Campus Ministry applications for the 2021-2022 Big Brother and Senior Retreat Leadership programs recently became available for the junior class.
The Big Brother program is meant to introduce incoming freshmen to the Loyola community and teach them about the school’s traditions, while the Senior Retreat Leadership program is supposed to foster the growth and development of the junior class through small group discussions at the Junior Leadership Retreat.
Campus Ministry Program Coordinator Christian Astran said, “I think the most important value articulated by all of these programs is the value of Servant Leadership as an all-encompassing call to change how they live out their lives on a daily basis.”
With limited spots available, these programs tend to be very selective. Campus Ministry tries to choose students who have proven themselves as leaders in the Loyola community and are willing to serve their Cubs brothers above all else.
Astran added, “Servant leaders are not the loudest people in the room or the highlight grabbing leader, they are the person willing to sacrifice their own success and glory to make a huge difference in the lives of their communities.”
Many of the juniors applying to these programs attended the Junior Leadership Retreat to learn about becoming servants of the community.

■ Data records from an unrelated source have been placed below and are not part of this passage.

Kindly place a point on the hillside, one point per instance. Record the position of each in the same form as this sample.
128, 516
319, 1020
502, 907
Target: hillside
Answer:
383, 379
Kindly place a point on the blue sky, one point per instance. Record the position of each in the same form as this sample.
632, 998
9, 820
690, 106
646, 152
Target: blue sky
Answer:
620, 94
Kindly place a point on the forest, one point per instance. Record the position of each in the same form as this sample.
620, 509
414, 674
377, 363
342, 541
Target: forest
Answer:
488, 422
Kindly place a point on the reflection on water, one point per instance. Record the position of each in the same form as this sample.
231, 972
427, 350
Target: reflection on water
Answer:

Through group discussions and activities, students learned valuable lessons about becoming leaders who can better serve their communities and influence others to do the same.
Junior Jack Wynperle said, “The retreat made me consider what it means to go from being a member of the Loyola community to being a leader of the community. The self-reflection we did allowed me to consider what my strengths are and how I can use them to better serve those around me, which I feel will make me a much better Big Brother.”
In addition to teaching servant leadership, the retreat encourages many Cubs to leave their comfort zones and seek leadership opportunities where they can share their experiences with younger students.
Junior Spencer Lee said, “My experience at the retreat gave me the opportunity to engage in an open discussion with my peers. The candid discussions allowed me to open up and create a safe space where I felt comfortable around my fellow Cubs all the time. As a Big Brother, I want to share my experience of honesty and have incoming freshmen open up, cementing our community as one of inclusion.”
The retreat also utilized group activities to emphasize the importance of working together, which is something Loyola wants from their leaders.
Junior Jack Shoemaker said, “The biggest lesson I learned on the retreat was how important it is to have every person in the group work together. We learned how we are as only strong as our weakest link. The games and problems we had to solve showed this very clearly. If one person was not being productive, the whole group would slowly follow those same actions.”
Shoemaker concluded, “I am really excited to see how successful our Big Brother groups will be after learning these [retreat]skills. I feel that if everyone is willing to be selfless and give up glory, we should be able to grow as a group and people.”